Claas H C, Wagenvoort J H, Niesters H G, Tio T T, Van Rijsoort-Vos J H, Quint W G
Department of Molecular Biology, Diagnostic Centre SSDZ, Delft, The Netherlands.
J Clin Microbiol. 1991 Jan;29(1):42-5. doi: 10.1128/jcm.29.1.42-45.1991.

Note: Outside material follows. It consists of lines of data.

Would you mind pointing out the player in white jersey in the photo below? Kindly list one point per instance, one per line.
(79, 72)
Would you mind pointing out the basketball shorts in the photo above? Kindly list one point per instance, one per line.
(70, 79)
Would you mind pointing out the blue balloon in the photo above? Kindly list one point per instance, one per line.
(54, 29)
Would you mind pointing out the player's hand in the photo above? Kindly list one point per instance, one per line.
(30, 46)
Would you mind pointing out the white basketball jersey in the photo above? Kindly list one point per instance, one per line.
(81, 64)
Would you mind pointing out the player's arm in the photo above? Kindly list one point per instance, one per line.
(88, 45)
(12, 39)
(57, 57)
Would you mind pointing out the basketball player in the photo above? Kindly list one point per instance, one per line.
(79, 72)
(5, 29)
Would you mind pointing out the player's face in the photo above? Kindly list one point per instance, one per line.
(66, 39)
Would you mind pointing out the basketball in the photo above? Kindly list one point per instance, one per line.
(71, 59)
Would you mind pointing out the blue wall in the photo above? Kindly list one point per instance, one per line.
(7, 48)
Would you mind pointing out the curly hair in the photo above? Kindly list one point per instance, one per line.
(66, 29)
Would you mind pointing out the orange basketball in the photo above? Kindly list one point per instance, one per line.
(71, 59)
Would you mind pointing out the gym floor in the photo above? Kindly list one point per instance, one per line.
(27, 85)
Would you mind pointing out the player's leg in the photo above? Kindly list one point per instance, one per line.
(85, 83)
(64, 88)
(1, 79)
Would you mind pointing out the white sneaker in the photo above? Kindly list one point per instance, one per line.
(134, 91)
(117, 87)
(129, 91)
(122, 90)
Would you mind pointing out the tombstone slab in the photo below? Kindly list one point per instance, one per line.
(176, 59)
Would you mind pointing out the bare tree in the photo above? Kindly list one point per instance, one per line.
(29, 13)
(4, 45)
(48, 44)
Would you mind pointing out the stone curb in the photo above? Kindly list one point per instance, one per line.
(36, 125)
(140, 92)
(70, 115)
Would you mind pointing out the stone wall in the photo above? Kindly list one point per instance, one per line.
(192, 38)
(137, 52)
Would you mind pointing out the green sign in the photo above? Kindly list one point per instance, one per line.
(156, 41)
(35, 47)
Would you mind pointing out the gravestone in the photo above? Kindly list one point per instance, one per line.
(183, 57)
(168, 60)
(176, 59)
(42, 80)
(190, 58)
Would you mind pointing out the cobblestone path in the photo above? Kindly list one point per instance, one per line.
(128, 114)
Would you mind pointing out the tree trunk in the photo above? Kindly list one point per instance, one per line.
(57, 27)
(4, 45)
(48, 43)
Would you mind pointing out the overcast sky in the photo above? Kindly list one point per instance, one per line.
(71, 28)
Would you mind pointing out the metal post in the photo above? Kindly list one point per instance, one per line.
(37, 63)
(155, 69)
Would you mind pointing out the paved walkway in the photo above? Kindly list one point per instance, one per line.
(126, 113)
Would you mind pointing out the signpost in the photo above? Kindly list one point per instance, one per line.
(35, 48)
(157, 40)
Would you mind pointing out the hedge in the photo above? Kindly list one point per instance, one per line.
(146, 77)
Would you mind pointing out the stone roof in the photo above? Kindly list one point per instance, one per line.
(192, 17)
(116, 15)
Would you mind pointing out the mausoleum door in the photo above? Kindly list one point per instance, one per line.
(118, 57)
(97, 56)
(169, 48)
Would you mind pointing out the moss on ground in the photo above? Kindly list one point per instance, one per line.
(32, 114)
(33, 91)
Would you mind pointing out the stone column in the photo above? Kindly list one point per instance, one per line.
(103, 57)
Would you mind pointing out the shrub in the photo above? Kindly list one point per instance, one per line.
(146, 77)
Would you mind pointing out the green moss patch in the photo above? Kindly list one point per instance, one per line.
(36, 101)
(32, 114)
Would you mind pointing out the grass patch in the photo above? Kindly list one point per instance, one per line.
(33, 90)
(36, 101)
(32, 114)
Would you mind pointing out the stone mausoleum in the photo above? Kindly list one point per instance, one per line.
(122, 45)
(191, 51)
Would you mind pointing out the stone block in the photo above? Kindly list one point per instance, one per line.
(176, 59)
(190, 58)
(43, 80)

The diagnostic value of the polymerase chain reaction (PCR) for detection of Chlamydia trachomatis in comparison with that of the culture technique was established in a follow-up study of 32 patients (81 samples) who were treated for a C. trachomatis infection. The PCR was performed with two different sets of primers, a genus-specific primer set directed against the rRNA genes and a C. trachomatis-specific set directed against the common endogenous plasmid. After treatment with doxycycline, all patients became culture negative after 1 week. Results for the detection of C. trachomatis by the PCR were in complete agreement with the results by the culture method of detection, except for one culture-negative sample, which was found to be positive by the PCR. The results indicated that 1 week after treatment, no residual chlamydial DNA was found in the samples. Therefore, the PCR can be used for monitoring infections by chlamydiae.
在一项对32例接受沙眼衣原体感染治疗的患者(81份样本)的随访研究中,确定了聚合酶链反应(PCR)与培养技术相比在检测沙眼衣原体方面的诊断价值。PCR使用两组不同的引物进行,一组是针对rRNA基因的属特异性引物,另一组是针对常见内源质粒的沙眼衣原体特异性引物。用强力霉素治疗后,所有患者在1周后培养结果均为阴性。除一份培养阴性样本经PCR检测为阳性外,PCR检测沙眼衣原体的结果与培养检测方法的结果完全一致。结果表明,治疗1周后,样本中未发现残留的衣原体DNA。因此,PCR可用于监测衣原体感染。